Product SiteDocumentation Site

6.3. anticipatory Scheduler

An application that issues a read request for a specific disk block may also issue a request for the next disk block after a certain think time. However, in most cases, by the time the request for the next disk block is issued, the disk head may have already moved further past. This results in additional latency for the application.
To address this, the anticipatory scheduler enforces a delay after servicing an I/O requests before moving to the next request. This gives an application a window within which to submit another I/O request. If the next I/O request was for the next disk block (as anticipated), the anticipatory scheduler helps ensure that it is serviced before the disk head has a chance to move past the targeted disk block.
Read and write requests are dispatched and serviced in batches. The anticipatory scheduler alternates between dispatching/servicing batches of read and write requests. The frequency, amount of time and priority given to each batch type depends on the settings configured in /sys/block/<device>/queue/iosched/.
The cost of using the anticipatory scheduler is the overall latency caused by numerous enforced delays. You should consider this trade-off when assessing the suitability of the anticipatory scheduler for your system. In most small systems that use applications with many dependent reads, the improvement in throughput from using the anticipatory scheduler significantly outweighs the overall latency.
The anticipatory scheduler tends to be recommended for servers running data processing applications that are not regularly interrupted by external requests. Examples of these are servers dedicated to compiling software. For the most part, the anticipatory scheduler performs well on most personal workstations, but very poorly for server-type workloads.
The tunable variables for the anticipatory scheduler are set in files found under /sys/block/<device>/queue/iosched/. These files are:
read_expire
Read requests are generally more important than write requests; as such, it is advisable to issue a faster expiration time to read_expire. In most cases, this is half of write_expire.

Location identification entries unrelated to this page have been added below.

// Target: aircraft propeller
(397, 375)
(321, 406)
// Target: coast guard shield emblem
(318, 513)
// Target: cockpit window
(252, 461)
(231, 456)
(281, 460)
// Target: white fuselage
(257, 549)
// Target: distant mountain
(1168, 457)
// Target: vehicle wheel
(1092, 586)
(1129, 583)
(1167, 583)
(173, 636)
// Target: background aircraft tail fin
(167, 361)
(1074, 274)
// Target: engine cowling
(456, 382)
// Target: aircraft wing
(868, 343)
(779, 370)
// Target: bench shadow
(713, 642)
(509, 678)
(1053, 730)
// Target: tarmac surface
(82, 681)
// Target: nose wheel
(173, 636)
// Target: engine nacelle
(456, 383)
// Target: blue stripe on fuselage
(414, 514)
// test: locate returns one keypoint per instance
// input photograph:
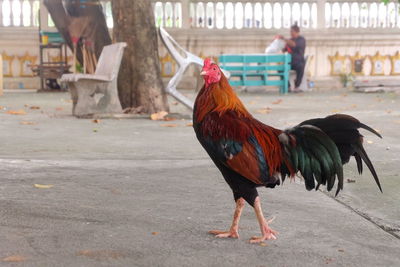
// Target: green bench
(258, 70)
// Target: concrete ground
(136, 192)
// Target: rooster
(250, 154)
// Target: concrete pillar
(185, 14)
(321, 14)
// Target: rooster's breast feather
(241, 144)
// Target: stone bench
(97, 93)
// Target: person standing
(296, 46)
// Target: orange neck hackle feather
(218, 97)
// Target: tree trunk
(139, 82)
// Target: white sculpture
(183, 59)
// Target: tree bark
(139, 82)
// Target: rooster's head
(210, 72)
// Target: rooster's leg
(266, 232)
(233, 231)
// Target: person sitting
(296, 46)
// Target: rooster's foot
(267, 233)
(224, 234)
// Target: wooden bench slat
(245, 69)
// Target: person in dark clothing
(296, 46)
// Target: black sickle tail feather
(361, 153)
(366, 127)
(343, 130)
(314, 155)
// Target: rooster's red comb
(207, 62)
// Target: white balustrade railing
(234, 14)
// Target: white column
(1, 16)
(44, 15)
(31, 3)
(321, 14)
(1, 71)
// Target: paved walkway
(138, 193)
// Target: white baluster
(1, 14)
(11, 13)
(185, 14)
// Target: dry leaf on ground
(100, 254)
(158, 116)
(277, 101)
(169, 125)
(14, 258)
(43, 186)
(263, 110)
(169, 119)
(27, 123)
(16, 112)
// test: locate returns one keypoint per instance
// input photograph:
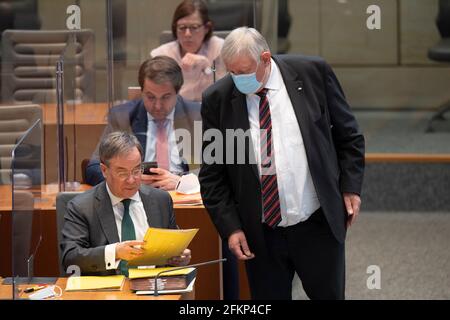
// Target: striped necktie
(269, 185)
(128, 232)
(162, 149)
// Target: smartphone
(147, 165)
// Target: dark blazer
(132, 117)
(89, 225)
(333, 143)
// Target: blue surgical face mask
(246, 83)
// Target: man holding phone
(157, 120)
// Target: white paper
(188, 184)
(189, 288)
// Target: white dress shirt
(150, 150)
(298, 197)
(139, 218)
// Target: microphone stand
(155, 292)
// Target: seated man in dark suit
(159, 120)
(104, 227)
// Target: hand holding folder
(163, 244)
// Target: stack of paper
(93, 283)
(194, 199)
(144, 279)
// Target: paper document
(162, 244)
(188, 184)
(147, 273)
(90, 283)
(186, 199)
(188, 289)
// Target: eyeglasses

For example, if write_expire is set at 248, it is advisable to set read_expire to 124.
write_expire
The amount of time (in milliseconds) before each write I/O request expires.
read_batch_expire
The amount of time (in milliseconds) that the I/O subsystem should spend servicing a batch of read requests before servicing pending write batches (if there are any). . Also, read_batch_expire is typically set as a multiple of read_expire.
write_batch_expire
The amount of time (in milliseconds) that the I/O subsystem should spend servicing a batch of write requests before servicing pending write batches.
antic_expire
The amount of time (in milliseconds) to wait for an application to issue another I/O request before moving on to a new request.